Algorithm Overview

Each refinement step (residual peak search, negative-dip splitting, blended-pair merging) runs sequentially with its own independent refit and AICc check. A change is accepted only if it lowers AICc; this prevents over-fitting while allowing the model to recover missed structure.

Step 1: Noise estimation

The noise level $\sigma_\mathrm{rms}$ is estimated using a signal-masked MAD estimator (Riener et al. 2019, Sect 3.1.1). Runs of consecutive positive channels longer than 2 are masked (with padding), the MAD is computed from negative unmasked channels, outliers are clipped at $5\sigma$, and the final RMS is computed from surviving channels.

Step 2: Peak detection

Peaks are detected via 0-dimensional persistent homology using a descending upper-level set filtration. A union-find structure tracks connected components as the threshold descends from the global maximum. Each peak is assigned a persistence value (birth $-$ death), representing how significant the peak is relative to its neighbours.

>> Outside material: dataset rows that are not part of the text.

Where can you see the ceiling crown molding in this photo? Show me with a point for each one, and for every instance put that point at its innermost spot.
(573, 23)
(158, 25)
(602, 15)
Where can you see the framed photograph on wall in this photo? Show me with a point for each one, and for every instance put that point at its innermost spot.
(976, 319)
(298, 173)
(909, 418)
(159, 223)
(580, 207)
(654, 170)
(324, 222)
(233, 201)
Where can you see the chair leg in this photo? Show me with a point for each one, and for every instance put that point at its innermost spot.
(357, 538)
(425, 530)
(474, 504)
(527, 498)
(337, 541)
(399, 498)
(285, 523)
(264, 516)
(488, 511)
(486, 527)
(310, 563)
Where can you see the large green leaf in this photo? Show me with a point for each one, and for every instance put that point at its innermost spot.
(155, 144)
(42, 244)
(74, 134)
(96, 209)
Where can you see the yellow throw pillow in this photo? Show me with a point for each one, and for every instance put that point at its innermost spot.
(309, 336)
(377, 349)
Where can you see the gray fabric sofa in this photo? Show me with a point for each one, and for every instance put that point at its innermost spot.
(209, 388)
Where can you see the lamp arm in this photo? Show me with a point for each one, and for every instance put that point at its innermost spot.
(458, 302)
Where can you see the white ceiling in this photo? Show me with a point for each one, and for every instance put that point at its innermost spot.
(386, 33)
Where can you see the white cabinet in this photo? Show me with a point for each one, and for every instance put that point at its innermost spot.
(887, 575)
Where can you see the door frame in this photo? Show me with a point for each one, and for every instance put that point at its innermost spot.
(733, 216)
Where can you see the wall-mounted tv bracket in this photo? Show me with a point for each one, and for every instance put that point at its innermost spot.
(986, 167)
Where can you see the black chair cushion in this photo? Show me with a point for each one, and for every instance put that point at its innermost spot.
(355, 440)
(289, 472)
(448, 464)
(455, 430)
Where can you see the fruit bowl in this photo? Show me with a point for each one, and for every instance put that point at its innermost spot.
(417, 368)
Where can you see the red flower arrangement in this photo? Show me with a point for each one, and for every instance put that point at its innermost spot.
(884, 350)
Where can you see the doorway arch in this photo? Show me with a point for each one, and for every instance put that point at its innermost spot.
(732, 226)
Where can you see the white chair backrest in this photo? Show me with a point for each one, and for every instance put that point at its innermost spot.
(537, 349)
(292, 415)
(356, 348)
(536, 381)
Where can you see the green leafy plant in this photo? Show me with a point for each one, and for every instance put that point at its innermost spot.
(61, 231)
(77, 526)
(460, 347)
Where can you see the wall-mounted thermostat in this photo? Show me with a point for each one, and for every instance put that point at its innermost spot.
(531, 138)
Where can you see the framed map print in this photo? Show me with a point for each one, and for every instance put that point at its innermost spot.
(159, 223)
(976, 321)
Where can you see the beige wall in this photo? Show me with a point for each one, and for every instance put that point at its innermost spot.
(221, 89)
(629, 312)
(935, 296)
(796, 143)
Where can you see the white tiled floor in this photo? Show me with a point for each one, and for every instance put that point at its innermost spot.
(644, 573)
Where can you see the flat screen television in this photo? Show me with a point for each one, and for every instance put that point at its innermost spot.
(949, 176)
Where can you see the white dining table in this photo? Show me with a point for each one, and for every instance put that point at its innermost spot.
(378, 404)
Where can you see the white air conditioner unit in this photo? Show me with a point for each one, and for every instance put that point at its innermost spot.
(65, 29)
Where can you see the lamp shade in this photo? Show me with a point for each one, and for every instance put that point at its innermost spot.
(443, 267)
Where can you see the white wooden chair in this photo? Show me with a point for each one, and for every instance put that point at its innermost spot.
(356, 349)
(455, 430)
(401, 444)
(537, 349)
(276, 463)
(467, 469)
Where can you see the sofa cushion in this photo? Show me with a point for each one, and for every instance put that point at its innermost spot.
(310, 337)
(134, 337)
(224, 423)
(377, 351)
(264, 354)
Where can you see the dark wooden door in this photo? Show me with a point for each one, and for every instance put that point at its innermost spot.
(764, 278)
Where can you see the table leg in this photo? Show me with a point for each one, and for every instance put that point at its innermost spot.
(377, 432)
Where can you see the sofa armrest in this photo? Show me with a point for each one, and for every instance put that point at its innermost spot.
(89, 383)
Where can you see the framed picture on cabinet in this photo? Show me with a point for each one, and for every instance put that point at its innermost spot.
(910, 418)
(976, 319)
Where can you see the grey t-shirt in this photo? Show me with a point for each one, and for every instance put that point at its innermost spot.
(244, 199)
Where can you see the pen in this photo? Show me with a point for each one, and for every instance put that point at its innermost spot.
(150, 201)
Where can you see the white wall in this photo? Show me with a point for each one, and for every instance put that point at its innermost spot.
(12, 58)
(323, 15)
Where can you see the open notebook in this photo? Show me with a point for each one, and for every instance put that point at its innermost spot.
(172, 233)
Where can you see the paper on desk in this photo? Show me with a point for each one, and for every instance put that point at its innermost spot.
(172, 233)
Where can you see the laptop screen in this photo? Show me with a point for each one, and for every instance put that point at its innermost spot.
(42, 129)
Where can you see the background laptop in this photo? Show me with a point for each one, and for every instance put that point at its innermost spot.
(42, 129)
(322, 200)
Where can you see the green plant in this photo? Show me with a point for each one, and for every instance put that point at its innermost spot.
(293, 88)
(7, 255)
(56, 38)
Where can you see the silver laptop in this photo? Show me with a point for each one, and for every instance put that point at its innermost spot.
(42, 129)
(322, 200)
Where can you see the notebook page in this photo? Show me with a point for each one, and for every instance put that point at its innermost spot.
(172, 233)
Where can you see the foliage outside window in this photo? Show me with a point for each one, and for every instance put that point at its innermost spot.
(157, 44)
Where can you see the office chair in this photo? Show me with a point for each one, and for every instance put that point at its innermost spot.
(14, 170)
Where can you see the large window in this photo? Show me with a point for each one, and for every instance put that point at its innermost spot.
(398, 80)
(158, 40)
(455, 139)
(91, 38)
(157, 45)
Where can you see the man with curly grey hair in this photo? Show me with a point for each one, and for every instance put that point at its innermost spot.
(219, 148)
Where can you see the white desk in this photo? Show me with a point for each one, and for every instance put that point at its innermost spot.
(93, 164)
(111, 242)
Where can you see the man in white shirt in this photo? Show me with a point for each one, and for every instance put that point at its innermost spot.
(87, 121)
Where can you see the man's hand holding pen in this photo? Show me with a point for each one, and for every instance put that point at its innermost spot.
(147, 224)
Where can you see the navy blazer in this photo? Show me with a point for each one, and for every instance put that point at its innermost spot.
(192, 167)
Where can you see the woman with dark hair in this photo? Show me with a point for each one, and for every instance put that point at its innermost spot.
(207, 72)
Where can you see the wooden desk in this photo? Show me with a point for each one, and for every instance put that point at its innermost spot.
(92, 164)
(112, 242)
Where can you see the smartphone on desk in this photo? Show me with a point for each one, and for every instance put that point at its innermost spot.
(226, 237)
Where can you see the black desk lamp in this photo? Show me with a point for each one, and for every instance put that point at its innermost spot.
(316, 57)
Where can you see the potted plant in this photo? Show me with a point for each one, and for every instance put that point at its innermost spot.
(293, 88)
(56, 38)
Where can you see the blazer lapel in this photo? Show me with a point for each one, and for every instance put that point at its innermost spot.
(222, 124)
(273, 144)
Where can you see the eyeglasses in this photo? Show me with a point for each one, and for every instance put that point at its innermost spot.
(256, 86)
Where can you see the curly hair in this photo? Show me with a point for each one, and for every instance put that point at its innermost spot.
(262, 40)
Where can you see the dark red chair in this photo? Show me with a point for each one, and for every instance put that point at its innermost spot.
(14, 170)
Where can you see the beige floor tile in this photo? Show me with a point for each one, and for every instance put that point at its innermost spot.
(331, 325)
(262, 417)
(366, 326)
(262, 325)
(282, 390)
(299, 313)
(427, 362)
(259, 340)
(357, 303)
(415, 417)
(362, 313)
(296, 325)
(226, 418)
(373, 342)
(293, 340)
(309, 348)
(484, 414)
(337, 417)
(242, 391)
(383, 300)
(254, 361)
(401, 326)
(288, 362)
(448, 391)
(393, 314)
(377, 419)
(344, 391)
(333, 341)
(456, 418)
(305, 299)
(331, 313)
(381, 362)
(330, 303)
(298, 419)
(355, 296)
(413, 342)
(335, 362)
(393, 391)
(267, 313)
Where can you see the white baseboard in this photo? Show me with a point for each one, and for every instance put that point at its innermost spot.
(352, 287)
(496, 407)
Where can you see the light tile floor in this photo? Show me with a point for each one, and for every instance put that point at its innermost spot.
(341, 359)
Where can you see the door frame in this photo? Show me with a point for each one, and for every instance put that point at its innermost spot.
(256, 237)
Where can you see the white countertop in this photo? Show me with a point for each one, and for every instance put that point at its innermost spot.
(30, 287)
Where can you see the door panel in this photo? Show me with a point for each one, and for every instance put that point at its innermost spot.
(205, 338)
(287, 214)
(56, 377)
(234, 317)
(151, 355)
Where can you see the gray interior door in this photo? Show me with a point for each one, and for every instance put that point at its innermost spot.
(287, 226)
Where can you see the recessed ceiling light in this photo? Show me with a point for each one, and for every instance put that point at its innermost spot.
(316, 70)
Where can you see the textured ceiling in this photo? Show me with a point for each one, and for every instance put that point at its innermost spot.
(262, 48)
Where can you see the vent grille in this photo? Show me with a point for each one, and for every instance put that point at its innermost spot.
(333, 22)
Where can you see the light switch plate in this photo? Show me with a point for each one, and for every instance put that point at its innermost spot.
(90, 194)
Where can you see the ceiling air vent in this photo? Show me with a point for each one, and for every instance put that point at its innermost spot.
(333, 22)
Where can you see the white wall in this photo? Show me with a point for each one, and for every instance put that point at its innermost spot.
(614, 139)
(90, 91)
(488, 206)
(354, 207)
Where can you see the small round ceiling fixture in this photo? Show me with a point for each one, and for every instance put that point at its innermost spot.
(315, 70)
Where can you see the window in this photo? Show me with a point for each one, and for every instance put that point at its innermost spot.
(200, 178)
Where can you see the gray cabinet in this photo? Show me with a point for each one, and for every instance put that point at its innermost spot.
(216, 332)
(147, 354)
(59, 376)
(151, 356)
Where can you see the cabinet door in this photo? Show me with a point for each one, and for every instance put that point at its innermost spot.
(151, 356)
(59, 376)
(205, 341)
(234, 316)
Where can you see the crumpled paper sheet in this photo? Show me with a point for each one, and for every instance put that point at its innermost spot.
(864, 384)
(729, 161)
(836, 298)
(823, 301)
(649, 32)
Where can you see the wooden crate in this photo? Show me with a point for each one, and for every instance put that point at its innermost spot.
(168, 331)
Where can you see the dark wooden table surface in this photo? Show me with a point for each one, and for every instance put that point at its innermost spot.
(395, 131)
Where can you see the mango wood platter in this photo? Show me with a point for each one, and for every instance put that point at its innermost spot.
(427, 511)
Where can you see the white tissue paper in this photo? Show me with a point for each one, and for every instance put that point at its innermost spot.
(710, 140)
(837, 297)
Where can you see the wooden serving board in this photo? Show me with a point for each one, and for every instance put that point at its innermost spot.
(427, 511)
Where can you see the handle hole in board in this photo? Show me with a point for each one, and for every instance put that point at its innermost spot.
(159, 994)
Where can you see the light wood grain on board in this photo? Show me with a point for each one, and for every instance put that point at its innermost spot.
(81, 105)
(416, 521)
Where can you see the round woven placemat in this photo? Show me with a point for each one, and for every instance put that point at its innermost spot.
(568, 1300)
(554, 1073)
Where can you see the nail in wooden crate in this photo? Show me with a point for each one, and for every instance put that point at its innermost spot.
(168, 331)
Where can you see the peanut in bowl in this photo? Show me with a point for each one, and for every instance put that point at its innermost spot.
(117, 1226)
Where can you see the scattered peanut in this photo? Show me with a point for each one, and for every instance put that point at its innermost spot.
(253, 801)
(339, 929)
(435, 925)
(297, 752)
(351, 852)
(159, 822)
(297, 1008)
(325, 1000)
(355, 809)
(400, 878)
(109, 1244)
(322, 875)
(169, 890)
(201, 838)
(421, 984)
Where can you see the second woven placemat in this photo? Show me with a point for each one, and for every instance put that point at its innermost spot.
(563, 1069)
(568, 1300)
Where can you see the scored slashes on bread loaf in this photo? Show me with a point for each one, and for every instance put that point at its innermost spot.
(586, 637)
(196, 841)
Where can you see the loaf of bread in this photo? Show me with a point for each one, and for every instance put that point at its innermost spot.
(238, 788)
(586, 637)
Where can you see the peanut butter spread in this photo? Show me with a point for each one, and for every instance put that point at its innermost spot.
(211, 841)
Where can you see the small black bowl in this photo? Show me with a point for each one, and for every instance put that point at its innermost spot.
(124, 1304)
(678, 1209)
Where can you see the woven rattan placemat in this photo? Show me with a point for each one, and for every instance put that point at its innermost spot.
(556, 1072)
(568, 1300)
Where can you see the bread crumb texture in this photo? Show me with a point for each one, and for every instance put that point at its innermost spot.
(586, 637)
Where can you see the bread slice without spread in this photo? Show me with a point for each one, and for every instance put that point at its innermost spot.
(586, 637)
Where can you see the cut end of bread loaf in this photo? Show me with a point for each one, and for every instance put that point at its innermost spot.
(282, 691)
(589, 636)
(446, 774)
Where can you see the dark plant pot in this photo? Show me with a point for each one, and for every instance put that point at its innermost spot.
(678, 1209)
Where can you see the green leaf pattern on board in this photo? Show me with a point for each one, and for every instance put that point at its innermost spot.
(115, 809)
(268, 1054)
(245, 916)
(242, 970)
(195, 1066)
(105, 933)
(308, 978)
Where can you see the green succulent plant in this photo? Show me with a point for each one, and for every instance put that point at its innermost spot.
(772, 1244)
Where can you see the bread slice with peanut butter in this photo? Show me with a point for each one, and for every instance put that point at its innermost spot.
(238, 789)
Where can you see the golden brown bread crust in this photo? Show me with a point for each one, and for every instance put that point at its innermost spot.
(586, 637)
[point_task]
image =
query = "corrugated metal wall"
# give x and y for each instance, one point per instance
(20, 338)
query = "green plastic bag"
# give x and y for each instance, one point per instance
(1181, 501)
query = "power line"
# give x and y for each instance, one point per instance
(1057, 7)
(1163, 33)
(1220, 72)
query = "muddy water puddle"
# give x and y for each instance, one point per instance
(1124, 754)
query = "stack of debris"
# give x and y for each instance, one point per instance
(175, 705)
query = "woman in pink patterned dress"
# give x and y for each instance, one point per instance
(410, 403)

Peaks with persistence below $\beta \cdot \sigma_\mathrm{rms}$ are discarded. The surviving peaks become initial guesses for Gaussian components, with the stddev estimated from the peak-to-saddle distance.

Step 3: Curve fitting

Initial guesses are refined via bounded Levenberg-Marquardt optimisation. When the C extension is available, it uses a custom solver compiled from _gaussfit.c. Otherwise it falls back to SciPy's curve_fit. Bounds constrain amplitudes to be positive, means to lie within the spectrum, and stddevs to be at least 0.3 channels.

Step 4: Component validation

Fitted components are checked against quality criteria:

• FWHM must be $\geq$ 1 channel (no sub-channel features)
• Mean must lie within [0, n_channels)
• Amplitude SNR must exceed snr_min (default 1.5)
• Matched-filter SNR must exceed mf_snr_min (default 5.0):

$$\mathrm{SNR}_\mathrm{mf} = \frac{A}{\sigma_\mathrm{rms}} \sqrt{\sigma} \; \pi^{1/4}$$

Narrow peaks must have proportionally higher amplitude to pass this filter.

Step 5: Iterative refinement

Up to max_refine_iter iterations (default 3), the algorithm attempts three operations:

1. Residual peak search -- run persistence-based peak detection on the residual (data $-$ model) to find missed components.
2. Negative-dip splitting -- if the residual has a deep negative dip ($> 5\sigma_\mathrm{rms}$), split the broadest overlapping component into two.
3. Blended-pair merging -- if two components have means closer than $f_\mathrm{sep} \cdot \min(\mathrm{FWHM}_i, \mathrm{FWHM}_j)$, merge them into one.

After each operation, the model is refit and AICc is recomputed. The change is accepted only if AICc decreases. If no operation improves AICc, refinement stops early.